Fossil Bone of Neanderthal Child with Down Syndrome Discovered

A recent study, published in Science Advanceshas brought to light very important issues regarding thesocial altruism and the relationship with the disability in the distant past. A research group Spanishmade up of scholars from the University of Alcala and of Valenciaand study centers of Madrid And Burgosdiscovered in the cave of Black Cave the fossil remains of a Neanderthal child affected by down syndromenicknamed Tina (but we don’t know if it was male or female) and lived in a period between the 273,000 hey 146,000 years ago. Tina managed to reach the 6 years oldwhich suggests that his community cared for this individual.

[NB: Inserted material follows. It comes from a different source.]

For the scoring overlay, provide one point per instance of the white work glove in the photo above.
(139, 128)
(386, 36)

It is actually a fragment of a temporal bone (belonging to the skull), found following a reorganisation of materials from the excavations of the Black Cavea cave frequented in prehistoric times near Valenciain eastern Spain. The temporal bone, renamed by scholars with the acronym CN-46700was subjected to computed tomographyan analysis technique non-invasive which allows for the creation of extremely precise 3D models of the samples to be analyzed, without compromising their integrity.

Being able to study the model of the fragment without damaging it, the scientists realized that it was a temporal bone of Neanderthal instead of Homo sapiens. Although Neanderthals were our closest relatives, there are in fact some anatomical differences rather marked which allow for distinguish between one species and another. The real importance of the discovery, however, does not lie in the fact that the bone belongs to a Neanderthal. Excavations at Cova Negra, in fact, have demonstrated for years the presence of these ancient hominids in the area. Scientists realized that the temporal bone belonged to an individual of about 6 years oldand which featured a series of congenital malformations compatible with those caused by the down syndrome. As of today, it would therefore be a question of oldest attestation of this syndrome in an individual belonging to the genus Man.

In the past, traces of the presence of Down syndrome in individuals who lived during recent prehistory are attested in at least five casesdating back to between the 3.629 and 400 BC In all known cases, however, the child is died within the first 16 months of lifeThe discovery of Cova Negra is not only very important because of its extreme antiquity, but also because a child with Down syndrome is survivor up to 6 years of age in a company of more than 200,000 years ago.

This has some pretty significant implications for the our perception of Neanderthal society. As far as the presence of a feeling of altruism and interest towards their peers was attested among Neanderthals, this was demonstrable only among adult individuals. Who could, in some way, contribute the needs of the human group were therefore met curated And maintained in life.

What the Spanish research team highlighted shows that, at least in this case, a child most likely not self-sufficient (the malformations present probably made him deaf) managed to survive for a few years thanks to care of a social group that acted in a continuous. Considering that until the 1940s of the last century L’average life expectancy for an individual with Down syndrome it was just 12 years oldthat of Cova Negra is an extraordinary discovery, which tells us about humanity And affection among ours closest relatives lived 200,000 years ago.